Т.е. вечное возращение, абсолютный повтор, того, что было, это и есть залог истинной новизны.
— Вам важна фигура странника, Улисса, в ней даже есть нечто царственное. Как Вы думаете, к странствиям побуждает избыток знаний или их недостаток?
— К странствиям побуждает либо неудовлетворенность, либо стремление передать весть (как у апостолов). Лао-цзы говорил, что Вселенную можно познать, не выходя со двора собственного дома. И все же тут речь идет также о странничестве, только не внешнем, а внутреннем. О путешествии все к более глубоким этажам реальности вместо «сна наяву», каким во многом является наша жизнь, даже если мы объезжаем все знаменитые места мира. В наше потребительско-туристическое время это особенно остро звучит.
Циркулируя по странам, турист никогда не придет к чувству полноты и покоя. Это путешествие по поверхности двухмерного мира, по листу бумаги. Не увидит как следует Марка Аврелия на Капиталии, не разглядит Рембрандта в Уфицци, не отзовется на жизнь камня, обычного камня на дороге. К тому же он смотрит на мир сквозь калечащую действительность (чаще всего) камеры.

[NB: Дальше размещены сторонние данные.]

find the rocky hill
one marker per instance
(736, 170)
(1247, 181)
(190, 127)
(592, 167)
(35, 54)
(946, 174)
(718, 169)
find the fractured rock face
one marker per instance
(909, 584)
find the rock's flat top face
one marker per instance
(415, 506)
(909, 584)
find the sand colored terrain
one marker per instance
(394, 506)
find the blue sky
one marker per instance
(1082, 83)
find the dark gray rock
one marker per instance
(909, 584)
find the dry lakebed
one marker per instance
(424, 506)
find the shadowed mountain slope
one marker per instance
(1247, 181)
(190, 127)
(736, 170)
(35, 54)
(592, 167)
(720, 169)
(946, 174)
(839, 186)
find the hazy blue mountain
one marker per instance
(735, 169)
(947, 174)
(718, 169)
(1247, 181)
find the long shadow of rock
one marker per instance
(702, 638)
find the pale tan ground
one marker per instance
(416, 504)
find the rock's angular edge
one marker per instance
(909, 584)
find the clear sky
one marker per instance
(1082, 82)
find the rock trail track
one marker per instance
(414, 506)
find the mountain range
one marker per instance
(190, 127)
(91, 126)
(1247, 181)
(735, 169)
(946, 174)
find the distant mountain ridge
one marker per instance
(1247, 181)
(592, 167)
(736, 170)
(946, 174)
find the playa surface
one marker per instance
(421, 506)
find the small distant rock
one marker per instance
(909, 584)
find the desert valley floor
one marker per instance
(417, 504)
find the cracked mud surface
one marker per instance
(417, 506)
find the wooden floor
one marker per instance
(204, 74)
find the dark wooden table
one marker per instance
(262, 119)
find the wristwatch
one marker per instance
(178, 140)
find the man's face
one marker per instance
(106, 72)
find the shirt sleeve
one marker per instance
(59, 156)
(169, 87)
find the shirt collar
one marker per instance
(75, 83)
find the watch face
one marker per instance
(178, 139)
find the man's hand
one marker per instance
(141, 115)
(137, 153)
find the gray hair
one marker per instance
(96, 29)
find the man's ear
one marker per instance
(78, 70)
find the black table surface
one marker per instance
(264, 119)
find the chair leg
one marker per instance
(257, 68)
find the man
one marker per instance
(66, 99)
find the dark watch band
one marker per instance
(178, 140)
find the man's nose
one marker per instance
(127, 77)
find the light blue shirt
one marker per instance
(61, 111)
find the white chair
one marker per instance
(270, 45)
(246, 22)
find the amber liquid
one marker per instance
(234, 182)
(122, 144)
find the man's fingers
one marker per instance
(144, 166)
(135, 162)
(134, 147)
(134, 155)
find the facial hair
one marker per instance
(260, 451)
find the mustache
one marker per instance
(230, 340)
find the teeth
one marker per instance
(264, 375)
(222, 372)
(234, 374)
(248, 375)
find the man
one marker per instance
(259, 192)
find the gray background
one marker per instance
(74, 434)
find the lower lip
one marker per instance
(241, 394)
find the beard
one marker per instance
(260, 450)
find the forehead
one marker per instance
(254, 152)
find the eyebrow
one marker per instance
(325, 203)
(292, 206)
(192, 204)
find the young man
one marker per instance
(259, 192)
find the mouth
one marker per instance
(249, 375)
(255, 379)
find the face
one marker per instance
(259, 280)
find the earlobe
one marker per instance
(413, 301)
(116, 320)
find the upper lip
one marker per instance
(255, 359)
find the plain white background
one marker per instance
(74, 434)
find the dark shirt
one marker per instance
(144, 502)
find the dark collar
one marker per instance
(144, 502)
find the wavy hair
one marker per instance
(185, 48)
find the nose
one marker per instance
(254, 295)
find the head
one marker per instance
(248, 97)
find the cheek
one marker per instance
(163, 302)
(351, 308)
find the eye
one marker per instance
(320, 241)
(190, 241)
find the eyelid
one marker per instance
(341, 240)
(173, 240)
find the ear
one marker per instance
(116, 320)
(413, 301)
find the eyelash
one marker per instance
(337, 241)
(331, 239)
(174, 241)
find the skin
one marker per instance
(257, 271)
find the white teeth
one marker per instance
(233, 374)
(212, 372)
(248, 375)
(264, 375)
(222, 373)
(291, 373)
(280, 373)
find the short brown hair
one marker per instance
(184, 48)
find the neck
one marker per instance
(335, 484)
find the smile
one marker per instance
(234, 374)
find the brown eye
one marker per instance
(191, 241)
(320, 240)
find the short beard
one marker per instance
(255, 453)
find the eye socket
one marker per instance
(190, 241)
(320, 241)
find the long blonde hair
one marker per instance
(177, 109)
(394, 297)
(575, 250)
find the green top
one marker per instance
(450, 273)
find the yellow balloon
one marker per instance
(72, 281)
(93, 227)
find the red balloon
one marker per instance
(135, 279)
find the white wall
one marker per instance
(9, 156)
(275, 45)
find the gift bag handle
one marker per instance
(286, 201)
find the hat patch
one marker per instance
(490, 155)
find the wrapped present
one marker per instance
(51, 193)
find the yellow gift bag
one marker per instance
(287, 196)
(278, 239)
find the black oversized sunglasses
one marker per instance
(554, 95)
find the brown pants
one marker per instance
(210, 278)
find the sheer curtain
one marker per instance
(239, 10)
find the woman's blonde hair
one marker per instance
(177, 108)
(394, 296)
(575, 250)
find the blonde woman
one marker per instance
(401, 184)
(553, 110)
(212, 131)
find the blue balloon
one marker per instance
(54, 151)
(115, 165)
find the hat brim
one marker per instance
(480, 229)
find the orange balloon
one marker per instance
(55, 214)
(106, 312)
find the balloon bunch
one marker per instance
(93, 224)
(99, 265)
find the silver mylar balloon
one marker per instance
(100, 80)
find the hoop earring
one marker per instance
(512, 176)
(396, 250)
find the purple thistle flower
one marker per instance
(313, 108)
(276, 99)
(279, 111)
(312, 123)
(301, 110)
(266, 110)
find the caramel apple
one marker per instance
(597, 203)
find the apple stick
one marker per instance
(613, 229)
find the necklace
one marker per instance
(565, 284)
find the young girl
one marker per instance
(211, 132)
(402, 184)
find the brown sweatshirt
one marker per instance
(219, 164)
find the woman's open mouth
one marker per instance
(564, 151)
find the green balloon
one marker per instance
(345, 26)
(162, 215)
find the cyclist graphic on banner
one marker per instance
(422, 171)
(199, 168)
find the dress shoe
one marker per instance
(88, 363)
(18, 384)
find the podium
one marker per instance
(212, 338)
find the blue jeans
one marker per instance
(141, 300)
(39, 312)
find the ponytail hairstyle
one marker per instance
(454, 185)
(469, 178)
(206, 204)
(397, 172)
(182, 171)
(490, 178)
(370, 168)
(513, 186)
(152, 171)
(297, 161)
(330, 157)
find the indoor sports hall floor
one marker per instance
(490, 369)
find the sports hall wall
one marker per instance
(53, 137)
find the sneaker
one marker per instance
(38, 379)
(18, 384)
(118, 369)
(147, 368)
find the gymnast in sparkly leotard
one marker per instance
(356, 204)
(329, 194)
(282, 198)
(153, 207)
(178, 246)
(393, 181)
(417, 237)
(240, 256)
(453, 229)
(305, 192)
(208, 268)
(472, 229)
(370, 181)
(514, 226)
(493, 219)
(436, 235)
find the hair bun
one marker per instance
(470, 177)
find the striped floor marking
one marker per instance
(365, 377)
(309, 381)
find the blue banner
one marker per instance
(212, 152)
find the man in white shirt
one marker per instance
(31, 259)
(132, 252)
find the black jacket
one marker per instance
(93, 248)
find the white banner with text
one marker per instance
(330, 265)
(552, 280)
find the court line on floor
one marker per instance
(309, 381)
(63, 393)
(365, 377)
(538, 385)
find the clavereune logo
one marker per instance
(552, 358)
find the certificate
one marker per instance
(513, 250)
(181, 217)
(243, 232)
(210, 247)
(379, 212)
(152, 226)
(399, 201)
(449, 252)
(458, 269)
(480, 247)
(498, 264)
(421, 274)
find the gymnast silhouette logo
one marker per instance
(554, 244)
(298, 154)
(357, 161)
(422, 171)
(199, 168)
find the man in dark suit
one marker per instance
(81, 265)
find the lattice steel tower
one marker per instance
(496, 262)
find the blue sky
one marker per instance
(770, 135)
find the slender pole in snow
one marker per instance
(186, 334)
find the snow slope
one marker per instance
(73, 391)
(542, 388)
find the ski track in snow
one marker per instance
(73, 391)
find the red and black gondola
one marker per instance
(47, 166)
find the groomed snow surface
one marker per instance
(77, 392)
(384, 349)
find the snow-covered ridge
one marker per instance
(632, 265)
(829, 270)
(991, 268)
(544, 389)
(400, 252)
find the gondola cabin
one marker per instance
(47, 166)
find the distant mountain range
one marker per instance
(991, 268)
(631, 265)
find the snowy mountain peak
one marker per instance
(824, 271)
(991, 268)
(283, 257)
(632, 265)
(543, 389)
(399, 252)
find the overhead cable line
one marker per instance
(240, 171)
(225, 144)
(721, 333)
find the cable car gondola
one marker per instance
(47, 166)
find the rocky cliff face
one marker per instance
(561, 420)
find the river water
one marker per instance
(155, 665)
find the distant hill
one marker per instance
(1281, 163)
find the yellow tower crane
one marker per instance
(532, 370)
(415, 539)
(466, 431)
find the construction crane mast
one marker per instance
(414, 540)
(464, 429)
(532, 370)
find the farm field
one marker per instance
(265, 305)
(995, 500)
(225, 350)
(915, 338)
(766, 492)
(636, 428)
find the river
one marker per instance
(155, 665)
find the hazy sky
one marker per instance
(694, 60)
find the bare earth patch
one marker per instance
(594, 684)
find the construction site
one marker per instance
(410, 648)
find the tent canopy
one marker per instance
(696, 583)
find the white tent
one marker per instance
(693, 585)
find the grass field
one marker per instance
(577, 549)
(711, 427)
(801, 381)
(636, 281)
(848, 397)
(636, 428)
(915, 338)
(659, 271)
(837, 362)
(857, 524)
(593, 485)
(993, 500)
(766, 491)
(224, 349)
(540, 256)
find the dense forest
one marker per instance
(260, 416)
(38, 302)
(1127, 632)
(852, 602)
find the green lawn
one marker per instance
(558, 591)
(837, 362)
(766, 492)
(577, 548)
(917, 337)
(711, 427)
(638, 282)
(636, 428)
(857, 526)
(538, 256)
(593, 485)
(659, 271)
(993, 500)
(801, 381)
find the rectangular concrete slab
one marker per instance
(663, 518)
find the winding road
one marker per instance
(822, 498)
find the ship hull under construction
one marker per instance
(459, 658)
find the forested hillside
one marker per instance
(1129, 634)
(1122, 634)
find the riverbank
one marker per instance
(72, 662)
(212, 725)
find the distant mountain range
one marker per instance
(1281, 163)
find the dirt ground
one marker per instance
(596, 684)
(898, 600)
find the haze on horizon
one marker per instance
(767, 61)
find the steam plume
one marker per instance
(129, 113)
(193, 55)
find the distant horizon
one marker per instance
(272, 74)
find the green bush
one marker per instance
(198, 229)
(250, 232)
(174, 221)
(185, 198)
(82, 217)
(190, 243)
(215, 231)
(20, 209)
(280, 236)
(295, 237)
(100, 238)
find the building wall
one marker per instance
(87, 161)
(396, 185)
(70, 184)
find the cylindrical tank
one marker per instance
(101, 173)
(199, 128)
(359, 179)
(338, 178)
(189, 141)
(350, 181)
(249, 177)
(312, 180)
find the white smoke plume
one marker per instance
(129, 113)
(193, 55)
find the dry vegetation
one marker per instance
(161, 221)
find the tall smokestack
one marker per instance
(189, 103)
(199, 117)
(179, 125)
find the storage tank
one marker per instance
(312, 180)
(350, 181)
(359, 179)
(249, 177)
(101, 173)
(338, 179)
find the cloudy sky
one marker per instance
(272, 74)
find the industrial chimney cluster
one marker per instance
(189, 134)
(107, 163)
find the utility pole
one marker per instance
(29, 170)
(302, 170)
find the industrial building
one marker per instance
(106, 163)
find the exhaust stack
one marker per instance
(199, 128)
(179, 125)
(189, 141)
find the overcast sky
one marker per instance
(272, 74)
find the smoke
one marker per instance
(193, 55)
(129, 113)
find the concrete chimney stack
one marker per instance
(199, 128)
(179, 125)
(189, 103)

Улисс, хоть и помещенный Данте в Ад (но не за путешествия), символизировал для него внутренние путешествия, познания более высокой реальности, чем обыденная, к которой, конечно же, относится его посещение Ада, Чистилища и Рая. Повторю, это есть, да, царское, путешествие от иллюзии к глубине реальности, к глубине глубин, к своему центру, — к Любви, которая является именем и сущностью, если можно так выразиться, Бога, Творца всего.
— Вас привлекают образы, уже нашедшие отклик в культуре: раковина, конь, лев, облако, роза. Что значат для вас эти символы? Оглядываетесь ли вы на традицию, вплетая их в текст своего произведения?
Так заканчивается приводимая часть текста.